There is a good tutorial at:
http://blog.eberly.org/2006/10/09/how-automate-your-backup-to-amazon-s3-using-s3sync/
Now, this does clearly fail on the price side of the equation, for 200gb of data you’re looking at about 30 a month for using S3. Which likely doesn’t seem like nearly the same “good deal” that Mozy was offering.
However, this is your data we’re talking about and given the economies of scale involved I’d have to question how a startup was planning on sustaining itself at roughly half the cost of Amazon’s solution.
– Mike
Have a look at JungleDisk, which also uses Amazon S3.
http://www.jungledisk.com/
Ditto for JungleDisk. I use it on the Mac and it works perfectly.
I used to use S3Sync too and that worked fine, but JungleDisk is “nicer”.
I had looked at JungleDisk as well, but opted not to use it because does some weird “optimizations” in it’s naming scheme of S3 buckets and folders that are helpful for its internal operation, but if they ever go away would present a real barrier to using another generic tool.
For example, while I use S3Sync to backup my files, to monitor or retrieve a file I use S3Fox (the S3 Firefox addon that makes S3 look like an FTP site).
– Mike
Thanks for the recommendations, I’ll check out JungleDisk and plain old S3.
I’m a huge Mozy fan, but I’ve only ever used it with Windows machines. Sorry to hear you had trouble!

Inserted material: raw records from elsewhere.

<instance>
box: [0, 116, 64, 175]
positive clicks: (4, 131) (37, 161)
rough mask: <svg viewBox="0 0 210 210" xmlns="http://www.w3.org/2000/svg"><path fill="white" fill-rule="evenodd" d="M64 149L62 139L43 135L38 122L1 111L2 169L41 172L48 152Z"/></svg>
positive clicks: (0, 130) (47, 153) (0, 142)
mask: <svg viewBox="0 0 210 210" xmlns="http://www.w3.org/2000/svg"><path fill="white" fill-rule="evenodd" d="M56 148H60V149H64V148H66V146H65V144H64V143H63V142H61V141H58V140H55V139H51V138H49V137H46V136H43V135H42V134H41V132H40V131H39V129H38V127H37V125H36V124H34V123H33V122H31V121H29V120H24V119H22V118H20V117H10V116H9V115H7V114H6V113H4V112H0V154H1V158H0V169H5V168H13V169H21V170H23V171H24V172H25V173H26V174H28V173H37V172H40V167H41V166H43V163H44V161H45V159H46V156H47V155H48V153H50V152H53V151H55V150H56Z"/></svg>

I was in the same situation as you, 200GB ish of data, need to backup and could not find a provider cheap enough that fully supports Windows and MAC. I found a company at http://www.onlinedatastore.co.uk who offer a 200GB account for 9.95 per month and supports MAC and Windows. I like this service because they offer a “seed load function” this means you send them your data on a disk and they upload it to their servers and send you the disk back. You then only backup the daily changes, worked well for me. I also understand this can work in reverse should you lose data, I have fortunately not had reason to try this out yet. Finally, I pay them monthly so don’t have to pay for a year upfront.
A tale told all to often. I found backazon.com, little unknown software, its awesome. US based live support and my files are avail for download right after I upload.
Hope all is well
Eric
I see this a lot. Each time, at the end of the article, the conclusion is: I am now looking for something that works much better, and STILL COSTS THE SAME. Haven’t we learned from all the website posts about Carbonite and Mozy failures, that cheap backup for $50 won’t actually save you when you need it.
No backup for $50 can do this. IF Mozy and Carbonite can’t do it at that price point, who could?
It’s like saying, that Toyota didn’t live up to the quality of a Lexus. I am now looking for a car as cheap as the Toyota, but the same quality as a Lexus.
Besides, isn’t data backup really the main insurance/safety net for all your data (or maybe even the future of your business?) How is that only worth $50. What do you pay for car insurance? Health insurance? Other business insurance?
Anyway, I’m biased because I have a horse in the game myself. I started our backup company after dealing with so many of these problems as an IT company. (don’t worry, I won’t spam our website everywhere here like all the others do….) The technology required and the personal support required to make a backup company work well simply costs more than $50. The more you read about the business model and advertising strategies of Carbonite and Mozy, the more you see they are a marketing company with a board of directors who need a return on their investment, rather than a tech company for business.
(if I had $20M per month to advertise like Carbonite I wouldn’t have to rant on your blog comment section….sorry for that!)